A new system to streamline product filing is off the drawing board and about to start a full-fledged test run, the first for the Coordinated Advertising Rate and Form Review Authority.

Prudential Financial in Newark, N.J., became the first company to file a product through CARFRA, a system being developed by the National Association of Insurance Commissioners, attendees at the NAIC’s summer meeting were told.

George Coleman, vice president, government relations and external relations with Prudential, said a term life insurance product was filed on June 14, the first product to go through the CARFRA pipeline.

One of the benefits, according to Coleman, is that a product filing could move through the system in as little as 30-45 days, compared with some filings that can take six months or more to move through the system.
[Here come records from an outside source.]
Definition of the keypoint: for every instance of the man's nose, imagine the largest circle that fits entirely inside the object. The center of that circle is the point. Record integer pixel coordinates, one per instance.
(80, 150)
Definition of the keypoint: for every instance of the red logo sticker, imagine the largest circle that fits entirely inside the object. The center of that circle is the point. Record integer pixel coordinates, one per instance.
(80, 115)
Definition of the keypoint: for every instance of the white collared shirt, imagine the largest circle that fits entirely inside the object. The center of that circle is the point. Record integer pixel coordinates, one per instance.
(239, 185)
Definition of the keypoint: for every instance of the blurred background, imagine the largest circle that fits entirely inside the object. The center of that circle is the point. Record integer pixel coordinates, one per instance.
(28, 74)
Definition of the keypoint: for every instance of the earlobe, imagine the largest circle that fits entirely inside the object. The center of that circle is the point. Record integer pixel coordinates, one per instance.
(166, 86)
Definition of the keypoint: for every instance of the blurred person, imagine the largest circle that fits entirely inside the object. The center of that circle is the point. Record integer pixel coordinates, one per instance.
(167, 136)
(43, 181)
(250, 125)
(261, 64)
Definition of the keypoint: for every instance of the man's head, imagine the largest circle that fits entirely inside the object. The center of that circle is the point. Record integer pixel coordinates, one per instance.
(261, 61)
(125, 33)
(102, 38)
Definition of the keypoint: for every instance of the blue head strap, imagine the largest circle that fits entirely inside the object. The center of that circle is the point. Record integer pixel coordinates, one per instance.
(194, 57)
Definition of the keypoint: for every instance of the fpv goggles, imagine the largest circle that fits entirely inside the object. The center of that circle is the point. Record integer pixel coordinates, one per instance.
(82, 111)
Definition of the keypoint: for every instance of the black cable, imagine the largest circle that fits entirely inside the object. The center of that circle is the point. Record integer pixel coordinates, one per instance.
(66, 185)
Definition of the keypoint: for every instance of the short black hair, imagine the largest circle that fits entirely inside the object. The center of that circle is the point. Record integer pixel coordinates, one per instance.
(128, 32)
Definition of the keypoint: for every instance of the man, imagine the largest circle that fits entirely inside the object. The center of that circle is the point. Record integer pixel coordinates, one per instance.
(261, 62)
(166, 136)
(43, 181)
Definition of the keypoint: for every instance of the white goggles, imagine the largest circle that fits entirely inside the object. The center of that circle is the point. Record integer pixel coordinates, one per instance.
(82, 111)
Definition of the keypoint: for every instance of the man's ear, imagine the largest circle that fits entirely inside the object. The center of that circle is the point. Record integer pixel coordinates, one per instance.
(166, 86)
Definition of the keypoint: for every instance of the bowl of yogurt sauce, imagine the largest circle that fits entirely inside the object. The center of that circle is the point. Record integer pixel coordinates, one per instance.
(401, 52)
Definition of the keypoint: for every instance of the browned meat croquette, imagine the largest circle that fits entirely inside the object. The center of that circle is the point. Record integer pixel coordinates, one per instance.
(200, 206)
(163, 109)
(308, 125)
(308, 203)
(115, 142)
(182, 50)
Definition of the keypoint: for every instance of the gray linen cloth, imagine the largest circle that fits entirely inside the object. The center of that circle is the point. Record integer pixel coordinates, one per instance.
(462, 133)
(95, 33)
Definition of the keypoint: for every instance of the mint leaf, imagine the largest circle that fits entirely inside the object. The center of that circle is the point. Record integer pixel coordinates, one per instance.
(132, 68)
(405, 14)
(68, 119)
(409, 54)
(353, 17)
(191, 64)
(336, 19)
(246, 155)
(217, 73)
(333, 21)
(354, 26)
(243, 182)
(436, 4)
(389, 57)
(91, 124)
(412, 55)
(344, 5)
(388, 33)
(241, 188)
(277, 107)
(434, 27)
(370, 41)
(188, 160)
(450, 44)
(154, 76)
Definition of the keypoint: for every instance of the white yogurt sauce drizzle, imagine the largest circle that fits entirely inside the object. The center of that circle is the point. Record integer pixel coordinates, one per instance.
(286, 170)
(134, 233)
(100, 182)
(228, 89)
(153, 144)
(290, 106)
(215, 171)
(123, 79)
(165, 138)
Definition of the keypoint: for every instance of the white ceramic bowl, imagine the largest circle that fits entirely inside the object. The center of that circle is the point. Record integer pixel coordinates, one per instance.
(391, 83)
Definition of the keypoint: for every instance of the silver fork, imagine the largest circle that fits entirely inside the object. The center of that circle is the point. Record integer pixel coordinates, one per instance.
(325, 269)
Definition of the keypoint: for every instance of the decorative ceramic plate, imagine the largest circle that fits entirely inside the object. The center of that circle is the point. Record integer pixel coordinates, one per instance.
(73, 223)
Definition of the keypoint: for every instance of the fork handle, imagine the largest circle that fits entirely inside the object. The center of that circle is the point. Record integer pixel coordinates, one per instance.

Coleman said a product will need to meet CARFRA standards as well as any state deviations to those standards. It is the hope, he said, that over time, those deviations will be minimized.

MetLife Inc. in New York also publicly expressed its ardent support for the project. Ann Henstrand, vice president-government and industry relations, said the company has offered to run a product that has already been approved through the system to see how the process works.

“This is absolutely the right direction for regulators to go in,” Henstrand said. At this point, MetLife did not have a new product that the system could be tested on, she said. But as more products are added onto the system, she said MetLife would be willing to use one of its filings to test the system. One product the company would like to see added to the project is a group accidental death and disability product, she said.

Frank Fitzgerald, Michigan commissioner of the Office of Financial and Insurance Services, and Diane Koken, Pennsylvania insurance commissioner, said that a list of state differences from the CARFRA system of requirements will offer states a chance to evaluate rules they have on the books, some in place for decades.

It will give state departments “the opportunity to see why rules are the way they are and to determine whether they are still important and necessary,” Koken said. “Lots of times, rules have no purpose anymore. They have been in place for decades.”

“Now that we have the deviations on paper, we can do away with those deviations if they have not added value,” Fitzgerald added.

Once a new CSO Table is adopted by the NAIC and becomes law in the states, the system will see many more filings because there will be product refilings, he added.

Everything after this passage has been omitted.